Kwon Tae-Eun, Sung Sukyung, Kim Augustine Yonghwi, Lee Byung-Hoo
Department of Biochemical Engineering, Seoil University, Seoul, 02192 Republic of Korea.
Department of Food Science and Biotechnology, Sejong University, Seoul, 05006 Republic of Korea.
Food Sci Biotechnol. 2025 Feb 14;34(9):2005-2010. doi: 10.1007/s10068-025-01820-3. eCollection 2025 May.
This study investigates the biotransformation of Uiseong garlic, a South Korean variety renowned for its distinct sulfur compounds, by lactic acid bacteria (LAB) during kimchi fermentation. Using GC-MS, 26 volatile compounds, including 3-vinyl-1,2-dithiocyclohex-4-ene and 3-vinyl-1,2-dithiocyclohex-5-ene, were identified in garlic extracts.
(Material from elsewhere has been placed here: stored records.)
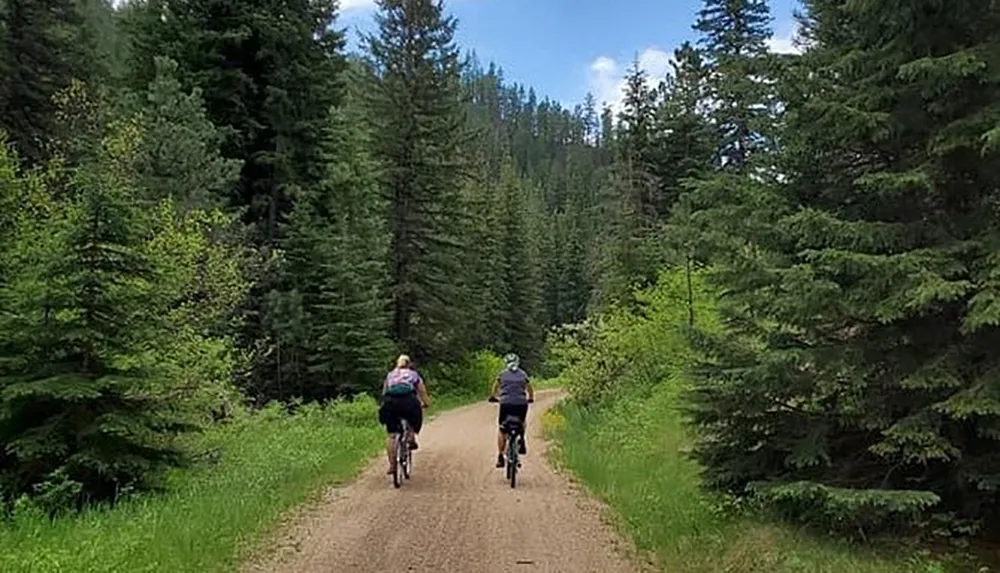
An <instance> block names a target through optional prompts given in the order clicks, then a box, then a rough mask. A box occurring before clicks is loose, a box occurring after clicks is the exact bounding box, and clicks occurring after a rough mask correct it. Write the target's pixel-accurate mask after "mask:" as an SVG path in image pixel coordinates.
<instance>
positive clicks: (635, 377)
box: [546, 270, 717, 406]
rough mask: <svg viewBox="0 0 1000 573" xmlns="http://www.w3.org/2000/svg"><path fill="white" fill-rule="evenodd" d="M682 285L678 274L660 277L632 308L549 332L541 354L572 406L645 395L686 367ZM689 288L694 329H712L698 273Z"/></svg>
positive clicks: (685, 287)
mask: <svg viewBox="0 0 1000 573" xmlns="http://www.w3.org/2000/svg"><path fill="white" fill-rule="evenodd" d="M687 279H688V277H687V275H686V273H685V272H684V271H683V270H674V271H665V272H664V273H662V274H661V276H660V280H659V281H658V283H657V284H656V285H655V286H654V287H651V288H649V289H646V290H643V291H639V292H637V293H636V295H635V303H634V305H635V306H634V307H625V306H618V307H615V308H613V309H611V310H610V311H608V312H607V313H605V314H604V315H603V316H600V317H598V318H596V319H590V320H588V321H587V322H584V323H583V324H580V325H574V326H571V327H564V328H562V329H558V330H556V331H554V333H553V334H552V335H551V336H550V337H549V340H548V348H547V351H546V354H547V355H548V356H549V357H550V359H551V360H553V361H554V362H555V363H556V364H557V365H558V367H560V368H561V369H562V370H561V373H560V375H559V378H560V382H561V383H562V384H564V385H565V386H566V387H568V388H569V389H570V391H571V393H572V394H573V398H574V400H576V401H577V403H579V404H580V405H583V406H590V405H596V404H600V403H602V402H604V401H607V400H609V399H613V398H615V397H617V396H620V395H621V394H622V393H630V392H644V391H649V390H650V389H651V388H652V387H653V386H654V385H656V384H657V383H659V382H660V381H662V380H664V379H665V378H666V377H667V376H668V374H669V373H670V372H671V371H673V370H674V369H675V368H676V367H677V366H678V364H680V365H682V366H684V365H686V364H687V363H688V362H689V361H690V359H691V358H692V356H693V355H692V353H691V350H690V348H689V345H688V342H687V330H688V316H689V308H690V307H689V296H688V284H687ZM691 287H692V293H693V299H694V300H693V303H694V304H693V310H694V316H695V320H696V323H697V324H699V325H700V326H702V327H703V328H706V329H708V330H714V329H716V328H717V318H716V315H715V311H714V297H712V296H711V295H710V294H709V292H708V291H707V289H706V288H705V286H704V281H703V278H702V273H701V272H696V273H694V274H693V275H692V276H691Z"/></svg>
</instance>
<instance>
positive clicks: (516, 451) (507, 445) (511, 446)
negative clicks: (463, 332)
mask: <svg viewBox="0 0 1000 573" xmlns="http://www.w3.org/2000/svg"><path fill="white" fill-rule="evenodd" d="M517 440H518V437H517V434H514V435H512V436H510V437H509V438H507V479H509V480H510V487H511V489H513V488H514V487H516V486H517V465H518V461H517Z"/></svg>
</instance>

Four LAB strains active in early-stage kimchi fermentation degraded primary sulfur compounds and produced unique metabolites, such as pyrazine and allyl methyl disulfide. These biotransformed compounds reduced garlic's pungency while enhancing savory and umami flavors, creating a balanced and complex sensory profile. Strain-specific differences and fermentation conditions, especially temperature, significantly influenced flavor development. The findings underscore Uiseong garlic's pivotal role in flavor modulation and its potential for consistent quality in commercial kimchi production. This research can be applied to flavor transformation mechanisms and supports precision fermentation strategies to optimize sensory profiles and meet consumer preferences.
The online version contains supplementary material available at 10.1007/s10068-025-01820-3.
本研究调查了韩国蔚山大蒜在泡菜发酵过程中被乳酸菌(LAB)进行的生物转化。蔚山大蒜以其独特的含硫化合物而闻名。利用气相色谱 - 质谱联用仪(GC - MS),在大蒜提取物中鉴定出26种挥发性化合物,包括3 - 乙烯基 - 1,2 - 二硫环己 - 4 - 烯和3 - 乙烯基 - 1,2 - 二硫环己 - 5 - 烯。在泡菜发酵早期活跃的四种乳酸菌菌株降解了主要的含硫化合物,并产生了独特的代谢产物,如吡嗪和烯丙基甲基二硫化物。这些生物转化后的化合物降低了大蒜的辛辣味,同时增强了风味和鲜味,创造出一种平衡且复杂的感官特征。菌株特异性差异和发酵条件,尤其是温度,对风味形成有显著影响。研究结果强调了蔚山大蒜在风味调节中的关键作用及其在商业泡菜生产中保持稳定品质的潜力。这项研究可应用于风味转化机制,并支持精确发酵策略以优化感官特征并满足消费者偏好。
在线版本包含可在10.1007/s10068 - 025 - 01820 - 3获取的补充材料。